La Villa Lilith ouvre fin octobre 1981[2]. Elle s'inscrit dans une logique globale d'ouverture de lieux de production culturel féministes au cours des années 1970, marquée par la création de librairies[3], mais aussi de financement publics initiés par Michelle Coquillat, conseillère aux affaires culturelles au ministère des Droits des femmes mis en place à la suite de l'élection de François Mitterrand[1]. Le nom du lieu est une référence au mythe de Lilith[1].
De nombreuses artistes, telles que Françoise Maimone et Catherine Marnas, passent par la villa Lilith[1].
Positionnement
[modifier | modifier le code]Si les fondatrices ne revendiquent pas le lieu comme un espace féministe et lesbien, la chercheuse Lorraine Wiss considère que la villa Lilith a joué un rôle de passerelle entre les mouvements des femmes, la culture lesbienne et le théâtre[1]. Cette absence de revendication fait que le lieu n'est pas présenté comme lesbien par Lesbia, mais comme un lieu s'adressant à « [celles] qui ne [se disent] pas homosexuelles, ni lesbiennes, mais simplement femmes et qui [ne cherchent] pas de façon acharnée votre âme sœur, mais tout simplement à [s'] informer »[4].
Outre des pièces de théâtre, le lieu sert de bibliothèque, de studio d'enregistrement et de lieu d'exposition[1],[5].
Références
[modifier | modifier le code]- Lorraine Wiss, « Chapitre 11. Lilith Folies et la Villa Lilith:Une scène lesbienne et féministe à Lyon dans les années 1970-1980 ? », dans Lesbiennes, pédés, arrêtons de raser les murs, La Dispute, , 227–245 p. (lire en ligne)
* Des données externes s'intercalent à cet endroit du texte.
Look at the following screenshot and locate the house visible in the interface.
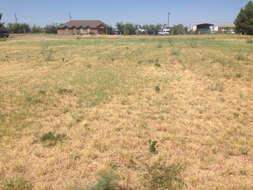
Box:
[57,20,111,35]
[214,25,235,34]
[192,23,214,34]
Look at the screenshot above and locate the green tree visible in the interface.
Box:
[7,23,31,34]
[124,23,136,35]
[31,25,44,33]
[0,13,5,32]
[234,1,253,35]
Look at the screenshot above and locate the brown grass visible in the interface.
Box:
[0,35,253,190]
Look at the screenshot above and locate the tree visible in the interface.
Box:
[44,24,57,34]
[234,1,253,35]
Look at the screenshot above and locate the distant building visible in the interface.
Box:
[214,25,235,34]
[58,20,111,35]
[192,23,214,34]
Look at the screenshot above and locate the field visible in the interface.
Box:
[0,35,253,190]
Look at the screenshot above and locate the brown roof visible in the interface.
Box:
[58,20,106,28]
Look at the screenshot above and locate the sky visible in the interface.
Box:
[0,0,248,26]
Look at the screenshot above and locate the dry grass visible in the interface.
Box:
[0,35,253,190]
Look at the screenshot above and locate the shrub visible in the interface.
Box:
[155,86,161,92]
[148,139,158,154]
[155,60,161,67]
[246,39,253,44]
[40,132,66,146]
[86,170,119,190]
[144,162,184,190]
[2,177,32,190]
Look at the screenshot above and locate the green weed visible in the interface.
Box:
[155,86,161,93]
[148,139,158,154]
[144,162,184,190]
[2,176,33,190]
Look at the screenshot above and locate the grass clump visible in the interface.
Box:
[86,170,119,190]
[40,132,66,146]
[144,162,184,190]
[209,82,224,92]
[155,86,161,93]
[2,176,33,190]
[246,39,253,44]
[155,60,161,67]
[148,139,158,154]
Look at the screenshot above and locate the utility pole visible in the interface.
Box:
[14,13,18,24]
[69,12,72,21]
[168,12,170,27]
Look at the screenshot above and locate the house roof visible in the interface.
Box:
[58,20,106,28]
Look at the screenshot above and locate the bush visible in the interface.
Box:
[234,1,253,35]
[148,140,158,154]
[144,162,184,190]
[44,24,57,34]
[86,170,119,190]
[40,132,66,146]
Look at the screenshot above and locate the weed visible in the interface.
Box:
[235,73,242,78]
[240,146,249,155]
[72,114,84,123]
[109,162,118,170]
[240,169,247,175]
[137,61,142,65]
[148,139,158,154]
[168,39,174,47]
[236,54,246,61]
[209,82,224,92]
[2,176,33,190]
[155,60,161,67]
[25,95,42,105]
[144,162,184,190]
[40,132,66,146]
[72,153,80,160]
[86,64,92,69]
[86,170,119,190]
[155,86,161,93]
[42,49,53,62]
[189,39,197,48]
[233,112,239,118]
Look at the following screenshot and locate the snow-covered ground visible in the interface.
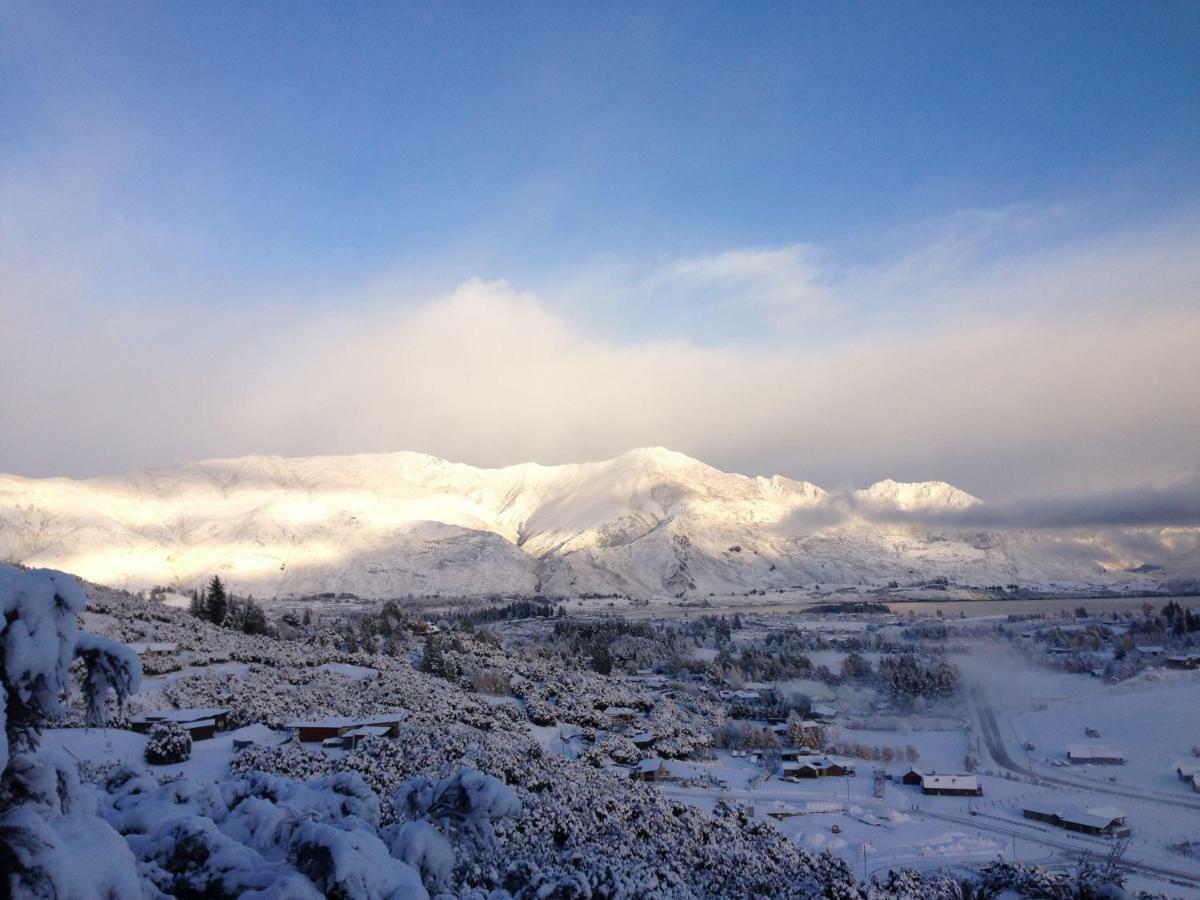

- ↑ « Théâtre : la Villa Lilith, un lieu pour la création des femmes », La Voix du lyonnais, 29 octobre 1981
- ↑ Sociologie des féministes des années 1970 : analyse localisée, incidences biographiques et transmission familiale d’un engagement pour la cause des femmes en France, Camille Masclet, 2017, doctorat de sociologie de l'université Paris 8
- ↑ Carole Beauchamp, Rubriques « Correspondantes », Lesbia, n° 19, juillet 1984, p. 22.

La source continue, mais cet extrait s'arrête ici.